Re: Two crazy proposals for changing git's diff commands

From: Junio C Hamano <junkio@cox.net>
Date: 2006-02-10 13:24:06
Carl Worth <cworth@cworth.org> writes:

> The more significant aspect of the above grouping is not "what
> workflow is supported" but whether the commands operate primarily on
> the index or on the files in the working directory. The distinction is
> significant to understanding and taking full advantage of git. And
> this aspect of git is something that is particularly unique to git
> (and hence some source of confusion to newcomers).

I think that is a wrong place to start from.  There is no such
thing as "file focused" operation in git.  Git _fundamentally_
works with index.  The reason "diff-index" without --cached is
there is to tell you what _would_ happen if you were to run
update-index on the path.  The same thing for "diff-files".  It
tells you what damage you would be inflicting on the index if
you were to update-index it with what you have in the working
tree.  They are simulations of what _would_ happen after you
place them in the index, and until you place them in the index
you obviously cannot write things out to a tree.

However much you want to make git pretend to be "file focused",
you cannot deny the fact that the interesting things happen only
after you place things in the index.

Now, from purely traditional SCM point of view, index may be
secondary.  People coming from index-less SCM background would
just want two entities: the last checkin and what you have in
the working tree.  If your goal is you would want to have an
alternative UI that completely hides index, that is a worthy
goal (I think Cogito attempts to do so and does a reasonably
good job), but that is something different from what git
barebone Porcelains would want to force on its users.

But I do not think that is what you are aiming for in this round
of your proposal.

> I agree.

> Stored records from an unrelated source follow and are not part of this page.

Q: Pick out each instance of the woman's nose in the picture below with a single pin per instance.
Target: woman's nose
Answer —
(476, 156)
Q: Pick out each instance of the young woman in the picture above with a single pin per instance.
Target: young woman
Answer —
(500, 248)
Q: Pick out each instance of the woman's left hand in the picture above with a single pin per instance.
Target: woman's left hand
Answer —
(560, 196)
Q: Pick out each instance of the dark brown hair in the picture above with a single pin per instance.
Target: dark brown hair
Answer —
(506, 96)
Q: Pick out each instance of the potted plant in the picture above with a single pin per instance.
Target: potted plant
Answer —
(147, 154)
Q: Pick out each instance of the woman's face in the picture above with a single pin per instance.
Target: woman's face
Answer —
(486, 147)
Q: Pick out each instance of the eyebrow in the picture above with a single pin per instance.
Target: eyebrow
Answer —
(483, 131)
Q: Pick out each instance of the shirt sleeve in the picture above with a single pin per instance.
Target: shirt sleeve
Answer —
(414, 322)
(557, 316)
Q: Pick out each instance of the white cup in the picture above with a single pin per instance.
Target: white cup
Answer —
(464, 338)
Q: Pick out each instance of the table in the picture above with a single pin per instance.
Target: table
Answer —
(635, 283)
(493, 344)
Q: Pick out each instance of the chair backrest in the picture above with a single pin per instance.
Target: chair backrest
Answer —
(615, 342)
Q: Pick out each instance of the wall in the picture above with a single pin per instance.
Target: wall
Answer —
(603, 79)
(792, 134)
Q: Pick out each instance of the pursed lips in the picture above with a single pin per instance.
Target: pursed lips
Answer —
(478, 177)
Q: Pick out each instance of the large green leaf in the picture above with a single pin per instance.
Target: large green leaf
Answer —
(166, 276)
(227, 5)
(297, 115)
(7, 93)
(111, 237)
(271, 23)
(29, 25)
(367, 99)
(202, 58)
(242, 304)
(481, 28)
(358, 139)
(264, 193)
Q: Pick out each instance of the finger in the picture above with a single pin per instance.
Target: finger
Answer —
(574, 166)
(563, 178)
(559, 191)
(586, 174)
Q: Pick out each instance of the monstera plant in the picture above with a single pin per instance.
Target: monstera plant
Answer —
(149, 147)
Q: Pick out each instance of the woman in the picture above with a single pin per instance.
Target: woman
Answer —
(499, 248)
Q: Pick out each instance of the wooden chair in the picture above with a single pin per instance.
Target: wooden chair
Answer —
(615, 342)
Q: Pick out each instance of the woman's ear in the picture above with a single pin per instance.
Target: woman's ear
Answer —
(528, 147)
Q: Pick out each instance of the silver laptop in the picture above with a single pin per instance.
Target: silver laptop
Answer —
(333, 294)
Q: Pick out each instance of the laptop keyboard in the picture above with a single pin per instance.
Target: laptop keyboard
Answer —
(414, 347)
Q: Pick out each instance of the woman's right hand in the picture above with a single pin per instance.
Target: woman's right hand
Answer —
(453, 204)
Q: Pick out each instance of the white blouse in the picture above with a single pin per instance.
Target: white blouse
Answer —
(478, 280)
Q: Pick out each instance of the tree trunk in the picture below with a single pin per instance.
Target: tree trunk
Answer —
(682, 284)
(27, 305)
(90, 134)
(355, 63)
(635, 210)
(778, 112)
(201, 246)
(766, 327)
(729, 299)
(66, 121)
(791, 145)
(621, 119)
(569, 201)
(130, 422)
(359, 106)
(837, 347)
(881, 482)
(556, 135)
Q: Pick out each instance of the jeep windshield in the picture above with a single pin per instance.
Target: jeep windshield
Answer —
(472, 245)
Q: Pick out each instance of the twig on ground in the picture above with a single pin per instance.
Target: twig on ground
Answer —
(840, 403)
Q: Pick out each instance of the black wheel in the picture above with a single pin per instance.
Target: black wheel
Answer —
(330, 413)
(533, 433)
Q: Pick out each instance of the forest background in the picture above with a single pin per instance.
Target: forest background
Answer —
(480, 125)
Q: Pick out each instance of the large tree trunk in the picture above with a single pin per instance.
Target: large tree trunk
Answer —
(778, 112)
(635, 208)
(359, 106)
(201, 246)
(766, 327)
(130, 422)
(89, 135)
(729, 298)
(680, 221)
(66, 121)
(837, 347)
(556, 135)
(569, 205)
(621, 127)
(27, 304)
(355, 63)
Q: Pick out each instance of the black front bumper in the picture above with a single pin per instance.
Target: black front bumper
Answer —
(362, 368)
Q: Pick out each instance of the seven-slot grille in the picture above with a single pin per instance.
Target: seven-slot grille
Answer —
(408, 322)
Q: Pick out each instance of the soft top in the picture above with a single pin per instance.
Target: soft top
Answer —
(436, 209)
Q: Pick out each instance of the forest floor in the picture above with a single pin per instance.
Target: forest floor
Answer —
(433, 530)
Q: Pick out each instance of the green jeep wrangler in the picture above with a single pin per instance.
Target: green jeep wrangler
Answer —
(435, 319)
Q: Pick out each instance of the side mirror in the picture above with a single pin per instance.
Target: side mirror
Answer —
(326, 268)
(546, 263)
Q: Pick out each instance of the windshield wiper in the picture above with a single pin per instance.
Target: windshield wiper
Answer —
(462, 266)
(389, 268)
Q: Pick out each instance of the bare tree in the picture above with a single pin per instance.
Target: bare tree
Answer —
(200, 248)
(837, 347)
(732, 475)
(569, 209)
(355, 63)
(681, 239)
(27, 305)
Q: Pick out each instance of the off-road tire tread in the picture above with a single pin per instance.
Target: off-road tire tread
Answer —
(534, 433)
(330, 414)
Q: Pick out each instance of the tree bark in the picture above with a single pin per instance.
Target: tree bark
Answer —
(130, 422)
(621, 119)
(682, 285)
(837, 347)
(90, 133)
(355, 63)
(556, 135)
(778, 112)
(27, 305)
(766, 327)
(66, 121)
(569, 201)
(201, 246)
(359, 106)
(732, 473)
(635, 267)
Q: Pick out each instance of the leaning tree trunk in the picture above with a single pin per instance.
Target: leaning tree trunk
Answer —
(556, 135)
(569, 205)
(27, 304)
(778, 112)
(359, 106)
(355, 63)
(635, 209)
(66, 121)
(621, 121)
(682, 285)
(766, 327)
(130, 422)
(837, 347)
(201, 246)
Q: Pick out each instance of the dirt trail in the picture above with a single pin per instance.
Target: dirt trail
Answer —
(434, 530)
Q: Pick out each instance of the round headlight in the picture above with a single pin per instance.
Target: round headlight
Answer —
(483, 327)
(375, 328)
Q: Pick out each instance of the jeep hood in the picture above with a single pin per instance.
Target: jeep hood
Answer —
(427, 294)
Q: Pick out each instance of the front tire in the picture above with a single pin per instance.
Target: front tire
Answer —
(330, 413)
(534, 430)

I think the current 'tutorial introduction to git' does a
> good job at demonstrating one work flow. I'm picky though, so the two
> changes I'd like to have in it are: 1) No command-line options
> necessary (rename "commit -a" somehow). 2) Provide an honest
> HEAD->files diff rather than the current "git diff" that just
> 'accidentally' happens to give the same answer in this case.

Again, (2) is "git status -v".  Simulation of what would happen
if I were to commit right now.  For (1), "git commit" to mean
"git commit -a" has already been rejected, but you could
introduce git-commit-all if you want.  I however do not think
that would fly well with general public; after already seeing
100+ commands adding one more would not be too much but I think
that would be an additional confusion, not simplification.

> For a taking-advantage-of-the-index workflow, I think the 'short git
> tutorial' does a poor job, (it makes the index notion just seem
> painful and in the way). But Linus' responses to me in the recent
> threads have helped me understand it better, so there's material for
> an improved tutorial there I think.

Thanks.  I take it to mean I can expect some updates to the
section from you ;-).

> Yes, I can do that personally, and I do agree it's a nice benefit of
> git. (Though some might see it as a defect if such scripting is
> perceived as being necessary before getting comfortable use out of the
> tool.)

As I already said, if enough people share the opinon that that
particular wrapper is a good thing, it would become established
BCP and eventually make it into a new command or a new option,
even replacing the existing one if the benefit outweighs the
transition cost.

I do not, unfortunately, see much merit in what you have said so
far, such as renaming "git diff --cached" and "git diff HEAD".
Running --cached and non --cached against something other than
HEAD _is_ useful [*1*], so you cannot remove the existing "git
diff --cached <commit-id>" or "git diff <commit-id>"; which
means you would need two extra command just for the common cases
to run "git diff --cached HEAD" and "git diff HEAD".  Certainly
that would be less typing for that particular case, but does
that justify two extra commands?  Along with the git-commit-all
that would be three extra commands.  I am not convinced.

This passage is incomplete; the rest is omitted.